There are many review papers on using ML analysis of MRI data to predict pCR in breast cancer (see reviews [13, 14]) but most were of supervised ML, such as support vector machine, random forest, decision tree, extreme gradient boosting, Boosted tree, Bayesian methods, among others (see reviews [13, 14]). Supervised ML methods use extracted image features (i.e., tumor volume, diameter, radiomic features), that usually require expert radiologists to contour the tumors and/or identify features to train the ML algorithms. By contrast, reviews that focus on DL methods (such as CNN) in which whole breast MRI images are used without manual contouring or annotation of the tumor to predict pCR is limited [13-15].

We thus took on a review that focuses on DL (i.e., CNN) which allows whole-breast MRI images without annotation or tumor segmentation to predict pCR in breast cancer. Our review differed from prior related reviews in that we compared image types used (i.e., DCE or post contrast), whether pre-training, transfer learning or data augmentation was used, whether CNN models include molecular subtypes, multiple treatment time points, multi-institutional data, as well as whether saliency maps (heatmaps) were provided. We also compared performance metrics across different DL studies that predict pCR.

Reviewer 3 Report

The authors have addressed all of my points, thank you. 

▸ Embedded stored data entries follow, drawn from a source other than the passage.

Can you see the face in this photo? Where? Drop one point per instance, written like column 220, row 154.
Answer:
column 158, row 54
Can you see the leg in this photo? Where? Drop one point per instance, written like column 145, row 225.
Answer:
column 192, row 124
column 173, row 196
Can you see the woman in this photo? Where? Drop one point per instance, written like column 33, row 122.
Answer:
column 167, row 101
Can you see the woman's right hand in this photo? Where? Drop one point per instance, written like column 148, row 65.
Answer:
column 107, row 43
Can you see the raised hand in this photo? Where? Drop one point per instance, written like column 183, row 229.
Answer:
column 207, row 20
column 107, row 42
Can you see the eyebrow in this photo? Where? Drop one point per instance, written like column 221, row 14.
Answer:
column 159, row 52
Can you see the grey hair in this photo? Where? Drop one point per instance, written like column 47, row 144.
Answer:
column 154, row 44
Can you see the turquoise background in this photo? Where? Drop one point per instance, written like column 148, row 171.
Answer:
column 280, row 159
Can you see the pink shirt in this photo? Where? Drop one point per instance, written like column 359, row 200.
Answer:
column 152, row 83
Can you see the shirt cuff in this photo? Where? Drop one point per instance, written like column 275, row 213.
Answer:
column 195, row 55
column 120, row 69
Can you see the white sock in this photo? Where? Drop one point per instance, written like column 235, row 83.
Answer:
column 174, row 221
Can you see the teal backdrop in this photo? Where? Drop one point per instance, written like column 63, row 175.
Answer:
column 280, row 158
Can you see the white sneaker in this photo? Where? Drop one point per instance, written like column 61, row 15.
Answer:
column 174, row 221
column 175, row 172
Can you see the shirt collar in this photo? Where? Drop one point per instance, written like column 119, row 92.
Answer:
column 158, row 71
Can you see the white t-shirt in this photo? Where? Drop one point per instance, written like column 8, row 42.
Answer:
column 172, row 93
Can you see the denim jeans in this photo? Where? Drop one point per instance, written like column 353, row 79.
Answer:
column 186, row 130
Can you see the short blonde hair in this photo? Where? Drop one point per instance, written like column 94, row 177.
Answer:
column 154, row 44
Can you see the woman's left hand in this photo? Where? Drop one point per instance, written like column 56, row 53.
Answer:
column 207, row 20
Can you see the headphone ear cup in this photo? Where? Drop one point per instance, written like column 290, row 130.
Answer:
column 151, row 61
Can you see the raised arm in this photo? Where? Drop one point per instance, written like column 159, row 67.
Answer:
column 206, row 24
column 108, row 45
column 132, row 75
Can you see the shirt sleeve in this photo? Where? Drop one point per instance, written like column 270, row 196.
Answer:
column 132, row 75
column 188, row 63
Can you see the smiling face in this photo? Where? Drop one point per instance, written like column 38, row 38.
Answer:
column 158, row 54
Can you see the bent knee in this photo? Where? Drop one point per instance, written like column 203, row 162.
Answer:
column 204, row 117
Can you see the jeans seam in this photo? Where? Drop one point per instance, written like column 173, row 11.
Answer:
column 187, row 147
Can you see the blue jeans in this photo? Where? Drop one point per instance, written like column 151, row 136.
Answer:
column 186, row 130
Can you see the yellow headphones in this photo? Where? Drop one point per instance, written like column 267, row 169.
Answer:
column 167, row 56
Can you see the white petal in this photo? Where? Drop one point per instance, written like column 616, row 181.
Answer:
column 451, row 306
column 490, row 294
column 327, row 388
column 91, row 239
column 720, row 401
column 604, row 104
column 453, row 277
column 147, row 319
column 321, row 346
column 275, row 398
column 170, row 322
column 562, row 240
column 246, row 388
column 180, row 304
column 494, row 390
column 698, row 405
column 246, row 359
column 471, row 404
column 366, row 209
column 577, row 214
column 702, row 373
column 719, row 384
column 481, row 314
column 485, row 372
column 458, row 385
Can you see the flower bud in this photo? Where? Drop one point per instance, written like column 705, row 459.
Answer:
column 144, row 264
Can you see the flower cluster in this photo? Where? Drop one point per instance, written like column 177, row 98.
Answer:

My only remaining concern is that Figure 2(B) is a bit hard to read. Please make the blocks and fonts within them bigger. Also "time point #1" and "time point #2" are a bit close together, so it's not obvious that they are labelling the blocks beneath them. Maybe abbreviate to t_1 and t_2 and explain these labels in the caption?

Author Response

 

My only remaining concern is that Figure 2(B) is a bit hard to read. Please make the blocks and fonts within them bigger. Also "time point #1" and "time point #2" are a bit close together, so it's not obvious that they are labelling the blocks beneath them. Maybe abbreviate to t_1 and t_2 and explain these labels in the caption?

 

Response: We apologize for the error. It is fixed.